One of the inclusion criteria of this study is the use of ICS for at least three months. This is verified by checking medical records and by asking potential participants which drugs are used for asthma. This procedure, however, does not account for patients who have stopped using ICS without consulting a physician. If a part of the patients that are not included for not using an ICS still had an indication for taking ICS, they have a 0% adherence rate. Patients who, on the other hand, are included into the study, but in fact already have stopped using ICS, also have a 0% adherence rate. Since these phenomena are expected to be equally distributed among patients in the intervention and control group, the only potentially relevant effect is a decrease in statistical power. In order to quantify the effect of the latter (patients, who stopped using ICS but still enter the study) a sensitivity analysis is carried out in which the patients who took less than 1% of prescribed doses are excluded.
It is expected that RTMM has most value in patients with therapy resistant poor asthma control. In daily practice, it is often unclear whether the prescribed asthma treatment is suboptimal (e.g. dose is too low, inconvenient inhaler) or the treatment is adequate, but the patient does not adhere to it. In the current study, however, we have chosen not to make a pre-selection of patients with poor asthma control or (suspected) non-adherence. Instead, asthma control is measured during the entire follow up, which enables us to investigate if poor asthma control at baseline is associated with response to the RTMM intervention.
It is crucial for correct sending of text-messages and for correct adherence measurement that any changes in mobile telephone (used for receiving text-message reminders), ICS dose, ICS dosing frequency and type of ICS, is correct at any moment during the study period. To ensure this, patients are requested to inform the investigators about any relevant changes. In addition these data are verified in the patient interview each three months of the study period. If RTMM-devices are detected that have not been actuated for more than a month, patients are contacted once to check for technical failures. This intervention is documented.

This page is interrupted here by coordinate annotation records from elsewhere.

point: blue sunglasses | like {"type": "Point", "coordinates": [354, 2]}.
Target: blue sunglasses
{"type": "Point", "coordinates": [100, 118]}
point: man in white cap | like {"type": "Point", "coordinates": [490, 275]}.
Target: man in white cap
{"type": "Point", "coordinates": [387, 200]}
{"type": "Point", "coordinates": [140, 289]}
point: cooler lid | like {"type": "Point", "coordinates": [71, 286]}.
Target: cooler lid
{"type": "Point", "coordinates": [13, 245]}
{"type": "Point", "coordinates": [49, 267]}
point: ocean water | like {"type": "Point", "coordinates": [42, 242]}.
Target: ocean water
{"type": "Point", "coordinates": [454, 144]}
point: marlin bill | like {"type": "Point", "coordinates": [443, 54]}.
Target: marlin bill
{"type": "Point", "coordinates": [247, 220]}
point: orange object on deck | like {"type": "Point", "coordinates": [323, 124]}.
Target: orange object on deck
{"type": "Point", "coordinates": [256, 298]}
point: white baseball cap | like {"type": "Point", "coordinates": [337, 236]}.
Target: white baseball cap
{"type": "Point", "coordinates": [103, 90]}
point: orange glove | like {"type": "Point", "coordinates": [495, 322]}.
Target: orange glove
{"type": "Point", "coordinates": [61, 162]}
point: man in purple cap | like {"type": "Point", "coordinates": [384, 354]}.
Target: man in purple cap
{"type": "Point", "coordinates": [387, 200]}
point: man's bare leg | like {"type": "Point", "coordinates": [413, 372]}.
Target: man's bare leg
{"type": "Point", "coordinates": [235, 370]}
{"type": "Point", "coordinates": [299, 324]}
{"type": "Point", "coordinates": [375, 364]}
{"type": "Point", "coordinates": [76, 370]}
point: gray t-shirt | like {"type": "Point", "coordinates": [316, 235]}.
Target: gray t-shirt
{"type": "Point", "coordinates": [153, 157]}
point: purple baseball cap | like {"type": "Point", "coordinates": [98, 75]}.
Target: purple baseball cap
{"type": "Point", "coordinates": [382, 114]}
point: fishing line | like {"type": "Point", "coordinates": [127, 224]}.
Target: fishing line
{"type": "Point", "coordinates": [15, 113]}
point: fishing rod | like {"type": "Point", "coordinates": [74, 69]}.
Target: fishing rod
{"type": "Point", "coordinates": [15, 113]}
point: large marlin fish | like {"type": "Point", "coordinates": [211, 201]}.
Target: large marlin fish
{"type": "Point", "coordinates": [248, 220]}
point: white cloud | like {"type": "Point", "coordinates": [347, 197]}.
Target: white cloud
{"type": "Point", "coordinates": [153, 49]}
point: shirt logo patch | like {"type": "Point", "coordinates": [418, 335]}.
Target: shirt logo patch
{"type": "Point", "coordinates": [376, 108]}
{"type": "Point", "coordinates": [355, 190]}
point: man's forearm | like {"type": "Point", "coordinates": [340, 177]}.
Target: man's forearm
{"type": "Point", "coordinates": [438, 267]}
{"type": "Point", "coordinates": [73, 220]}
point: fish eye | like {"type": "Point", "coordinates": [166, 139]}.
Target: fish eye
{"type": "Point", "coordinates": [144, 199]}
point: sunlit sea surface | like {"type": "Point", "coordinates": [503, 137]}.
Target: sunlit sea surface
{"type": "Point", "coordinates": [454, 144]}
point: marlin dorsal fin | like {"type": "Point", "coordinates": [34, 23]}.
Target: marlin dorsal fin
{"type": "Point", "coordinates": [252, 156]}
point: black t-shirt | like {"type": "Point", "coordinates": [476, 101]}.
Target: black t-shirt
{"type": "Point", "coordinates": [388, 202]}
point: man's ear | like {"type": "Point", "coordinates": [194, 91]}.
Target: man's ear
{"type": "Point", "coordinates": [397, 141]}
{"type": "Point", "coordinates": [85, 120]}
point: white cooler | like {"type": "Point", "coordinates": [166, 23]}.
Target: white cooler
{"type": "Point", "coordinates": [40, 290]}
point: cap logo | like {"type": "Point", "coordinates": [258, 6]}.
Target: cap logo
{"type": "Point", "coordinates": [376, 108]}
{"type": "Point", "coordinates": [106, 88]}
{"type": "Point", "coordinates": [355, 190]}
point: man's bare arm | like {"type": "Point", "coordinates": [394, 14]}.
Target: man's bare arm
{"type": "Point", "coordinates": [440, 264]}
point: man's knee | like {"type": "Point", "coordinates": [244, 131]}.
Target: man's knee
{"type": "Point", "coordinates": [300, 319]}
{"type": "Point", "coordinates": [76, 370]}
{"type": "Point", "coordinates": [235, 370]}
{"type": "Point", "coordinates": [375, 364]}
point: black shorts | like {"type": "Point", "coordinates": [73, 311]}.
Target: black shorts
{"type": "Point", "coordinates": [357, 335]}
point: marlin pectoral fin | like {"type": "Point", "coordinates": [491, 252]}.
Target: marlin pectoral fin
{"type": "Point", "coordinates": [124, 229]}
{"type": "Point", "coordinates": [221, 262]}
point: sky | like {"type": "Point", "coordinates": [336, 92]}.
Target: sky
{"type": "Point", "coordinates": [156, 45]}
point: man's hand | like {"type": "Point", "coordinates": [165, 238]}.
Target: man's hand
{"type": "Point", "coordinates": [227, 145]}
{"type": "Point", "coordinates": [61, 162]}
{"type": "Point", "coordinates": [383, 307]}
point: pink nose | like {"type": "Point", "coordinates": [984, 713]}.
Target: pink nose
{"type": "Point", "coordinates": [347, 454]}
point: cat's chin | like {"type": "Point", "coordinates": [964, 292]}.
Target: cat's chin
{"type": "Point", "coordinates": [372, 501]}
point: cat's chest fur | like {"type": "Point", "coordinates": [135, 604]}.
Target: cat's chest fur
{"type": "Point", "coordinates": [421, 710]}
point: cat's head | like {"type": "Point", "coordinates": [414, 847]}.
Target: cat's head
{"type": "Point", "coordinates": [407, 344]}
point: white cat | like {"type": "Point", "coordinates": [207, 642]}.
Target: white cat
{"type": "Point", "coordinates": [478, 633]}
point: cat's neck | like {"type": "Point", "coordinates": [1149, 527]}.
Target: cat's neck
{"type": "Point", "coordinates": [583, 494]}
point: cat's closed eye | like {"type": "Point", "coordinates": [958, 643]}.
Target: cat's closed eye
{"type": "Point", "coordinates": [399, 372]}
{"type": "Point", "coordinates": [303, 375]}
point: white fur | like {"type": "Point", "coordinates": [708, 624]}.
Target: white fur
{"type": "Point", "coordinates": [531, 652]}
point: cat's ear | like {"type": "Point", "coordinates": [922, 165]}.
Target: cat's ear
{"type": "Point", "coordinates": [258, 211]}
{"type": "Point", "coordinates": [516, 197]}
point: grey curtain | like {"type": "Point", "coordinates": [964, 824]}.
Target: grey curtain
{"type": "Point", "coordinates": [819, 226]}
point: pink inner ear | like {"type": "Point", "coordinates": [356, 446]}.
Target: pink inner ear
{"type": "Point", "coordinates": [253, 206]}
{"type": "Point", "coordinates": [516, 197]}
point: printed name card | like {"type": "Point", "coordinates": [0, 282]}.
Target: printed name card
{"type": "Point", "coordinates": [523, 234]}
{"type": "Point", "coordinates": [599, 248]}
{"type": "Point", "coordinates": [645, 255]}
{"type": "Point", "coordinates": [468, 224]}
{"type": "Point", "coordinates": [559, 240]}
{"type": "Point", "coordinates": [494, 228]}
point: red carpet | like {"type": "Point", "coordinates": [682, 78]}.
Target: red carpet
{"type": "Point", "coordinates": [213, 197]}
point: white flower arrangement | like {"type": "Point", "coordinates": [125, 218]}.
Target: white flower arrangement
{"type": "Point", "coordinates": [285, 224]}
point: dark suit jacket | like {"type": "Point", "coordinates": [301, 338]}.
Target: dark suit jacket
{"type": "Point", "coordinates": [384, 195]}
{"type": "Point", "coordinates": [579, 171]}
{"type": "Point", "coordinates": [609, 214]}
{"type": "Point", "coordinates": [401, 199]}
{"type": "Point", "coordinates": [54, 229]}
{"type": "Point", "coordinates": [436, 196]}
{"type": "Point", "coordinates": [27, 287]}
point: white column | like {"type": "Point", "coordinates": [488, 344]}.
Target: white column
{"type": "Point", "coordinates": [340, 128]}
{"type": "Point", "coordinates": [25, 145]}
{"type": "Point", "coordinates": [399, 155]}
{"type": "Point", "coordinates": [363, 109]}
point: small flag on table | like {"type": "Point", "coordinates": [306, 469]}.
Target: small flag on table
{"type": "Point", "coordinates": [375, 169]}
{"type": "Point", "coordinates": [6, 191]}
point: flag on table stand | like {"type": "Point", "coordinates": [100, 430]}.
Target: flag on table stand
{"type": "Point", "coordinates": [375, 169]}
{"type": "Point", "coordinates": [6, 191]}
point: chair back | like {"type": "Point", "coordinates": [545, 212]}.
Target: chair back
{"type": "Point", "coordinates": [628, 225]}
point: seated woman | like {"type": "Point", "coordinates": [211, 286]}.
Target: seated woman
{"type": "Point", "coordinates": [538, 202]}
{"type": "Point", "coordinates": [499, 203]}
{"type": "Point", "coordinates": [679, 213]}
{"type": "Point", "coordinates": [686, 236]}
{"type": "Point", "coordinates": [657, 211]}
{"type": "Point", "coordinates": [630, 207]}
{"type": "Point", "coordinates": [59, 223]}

The trial-based cost-effectiveness analysis proposed here aims to explicitly estimate the cost-effectiveness of RTMM. However, at this early stage of development of RTMM with text-message alerting, adherence in stead of asthma control was used as the primary outcome measure. Therefore, the trial may not allow definite conclusions on the impact of this intervention on the cost of asthma treatment. Hence, we will apply appropriate decision-analytic modelling techniques to simulate the anticipated benefits of improved adherence. Such a model needs to relate the different levels of exposure to ICS to levels of asthma control. A model like that allows extensive sensitivity analyses on both clinical outcomes and costs that are attributed to each level of adherence.